AI and the value alignment problem

I was recently listening to the following podacst with Sam Harris and Stuart Russell. It’s a nice discussion of the future of AI and superintelligence. They give a good basic introduction, while also introducing some thoughts I hadn’t heard before.

They discuss what is currently known as the “value alignment problem” in AI. That is, if (when?) we create a super-intelligent computer, we could be SoL if we don’t embed the proper values within it. Russell makes a fun analogy to Midas (whose wish to have all he touched turn to gold demonstrated a lack of foresight). Though we might hope our superintelligent overlords / overseers will promote flourishing, many in the AI community rightly feel that we have no clear way to convey our sense of what human flourishing is to the robot.

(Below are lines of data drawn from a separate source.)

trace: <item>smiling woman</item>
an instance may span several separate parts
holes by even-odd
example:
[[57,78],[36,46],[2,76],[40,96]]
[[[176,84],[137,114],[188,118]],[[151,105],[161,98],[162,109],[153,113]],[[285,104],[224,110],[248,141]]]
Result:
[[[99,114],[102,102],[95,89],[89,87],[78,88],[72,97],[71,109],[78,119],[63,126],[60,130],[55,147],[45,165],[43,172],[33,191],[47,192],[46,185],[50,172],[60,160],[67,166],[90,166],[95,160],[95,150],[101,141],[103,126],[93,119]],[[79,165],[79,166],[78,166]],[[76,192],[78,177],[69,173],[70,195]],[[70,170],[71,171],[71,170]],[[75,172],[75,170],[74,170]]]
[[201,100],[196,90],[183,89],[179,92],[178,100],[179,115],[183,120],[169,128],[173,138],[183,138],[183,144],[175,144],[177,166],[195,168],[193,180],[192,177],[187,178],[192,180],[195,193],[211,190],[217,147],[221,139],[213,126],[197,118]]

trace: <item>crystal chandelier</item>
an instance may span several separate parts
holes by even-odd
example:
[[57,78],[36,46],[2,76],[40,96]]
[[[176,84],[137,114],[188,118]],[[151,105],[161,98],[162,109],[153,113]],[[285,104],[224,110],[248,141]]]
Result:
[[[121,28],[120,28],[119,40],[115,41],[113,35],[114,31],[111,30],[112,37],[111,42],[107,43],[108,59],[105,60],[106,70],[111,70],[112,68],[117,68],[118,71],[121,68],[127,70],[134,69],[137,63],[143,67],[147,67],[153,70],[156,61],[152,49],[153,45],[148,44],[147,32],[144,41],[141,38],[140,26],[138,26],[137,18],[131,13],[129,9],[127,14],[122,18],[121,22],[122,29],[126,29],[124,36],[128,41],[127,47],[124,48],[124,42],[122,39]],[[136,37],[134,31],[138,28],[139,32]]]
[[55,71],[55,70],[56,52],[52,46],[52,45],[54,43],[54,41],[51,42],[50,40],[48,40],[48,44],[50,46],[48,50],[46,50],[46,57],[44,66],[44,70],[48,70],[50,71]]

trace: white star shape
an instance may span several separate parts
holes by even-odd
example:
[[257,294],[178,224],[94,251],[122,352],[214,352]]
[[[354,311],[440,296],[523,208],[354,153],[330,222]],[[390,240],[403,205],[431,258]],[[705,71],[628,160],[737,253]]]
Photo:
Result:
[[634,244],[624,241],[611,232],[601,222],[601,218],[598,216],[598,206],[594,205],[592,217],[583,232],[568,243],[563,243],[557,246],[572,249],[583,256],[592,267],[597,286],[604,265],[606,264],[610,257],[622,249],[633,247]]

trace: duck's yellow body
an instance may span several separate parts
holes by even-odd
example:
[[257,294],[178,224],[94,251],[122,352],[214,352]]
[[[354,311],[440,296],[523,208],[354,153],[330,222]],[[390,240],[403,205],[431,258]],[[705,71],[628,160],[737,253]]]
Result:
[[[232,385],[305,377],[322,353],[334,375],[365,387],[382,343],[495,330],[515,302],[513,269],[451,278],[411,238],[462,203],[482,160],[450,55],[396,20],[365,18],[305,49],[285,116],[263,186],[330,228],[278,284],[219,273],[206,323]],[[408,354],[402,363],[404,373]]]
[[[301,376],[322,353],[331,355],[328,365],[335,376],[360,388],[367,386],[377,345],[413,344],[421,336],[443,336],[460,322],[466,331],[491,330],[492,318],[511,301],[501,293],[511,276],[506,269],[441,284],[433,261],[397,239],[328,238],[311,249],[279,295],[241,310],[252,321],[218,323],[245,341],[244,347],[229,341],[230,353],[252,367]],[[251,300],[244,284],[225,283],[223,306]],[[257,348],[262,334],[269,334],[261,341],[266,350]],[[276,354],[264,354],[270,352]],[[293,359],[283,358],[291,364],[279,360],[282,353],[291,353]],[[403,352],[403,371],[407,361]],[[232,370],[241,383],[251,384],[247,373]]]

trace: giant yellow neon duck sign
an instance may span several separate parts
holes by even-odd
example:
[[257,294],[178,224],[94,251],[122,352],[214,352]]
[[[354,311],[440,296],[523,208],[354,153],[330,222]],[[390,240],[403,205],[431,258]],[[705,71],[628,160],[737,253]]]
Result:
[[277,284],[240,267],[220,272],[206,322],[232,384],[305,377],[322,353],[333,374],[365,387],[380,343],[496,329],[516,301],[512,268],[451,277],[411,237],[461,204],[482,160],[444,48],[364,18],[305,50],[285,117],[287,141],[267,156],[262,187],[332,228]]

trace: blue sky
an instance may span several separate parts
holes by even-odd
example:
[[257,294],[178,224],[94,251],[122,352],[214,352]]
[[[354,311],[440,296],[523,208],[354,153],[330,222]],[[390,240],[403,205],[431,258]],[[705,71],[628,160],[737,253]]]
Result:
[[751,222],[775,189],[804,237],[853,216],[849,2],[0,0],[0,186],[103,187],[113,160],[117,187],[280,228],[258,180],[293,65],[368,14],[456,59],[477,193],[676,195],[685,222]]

Here is my solution: add randomness to the AI’s objective function. At least traditionally, AI’s have some sort of objective. They try to balance upright, or yield high stock returns, or maximize paperclip production. Things go wrong, because we can’t perfectly and parsimoniously state a rule for an AI to follow, because we human beings can’t (and wouldn’t want) to do this for ourselves.

So perhaps we introduce a bit or randomness into the objective function. Aim for f₁, and then f₂. By confusing an AI in this way, can’t we introduce a balance in its goal seeking? Thoughts?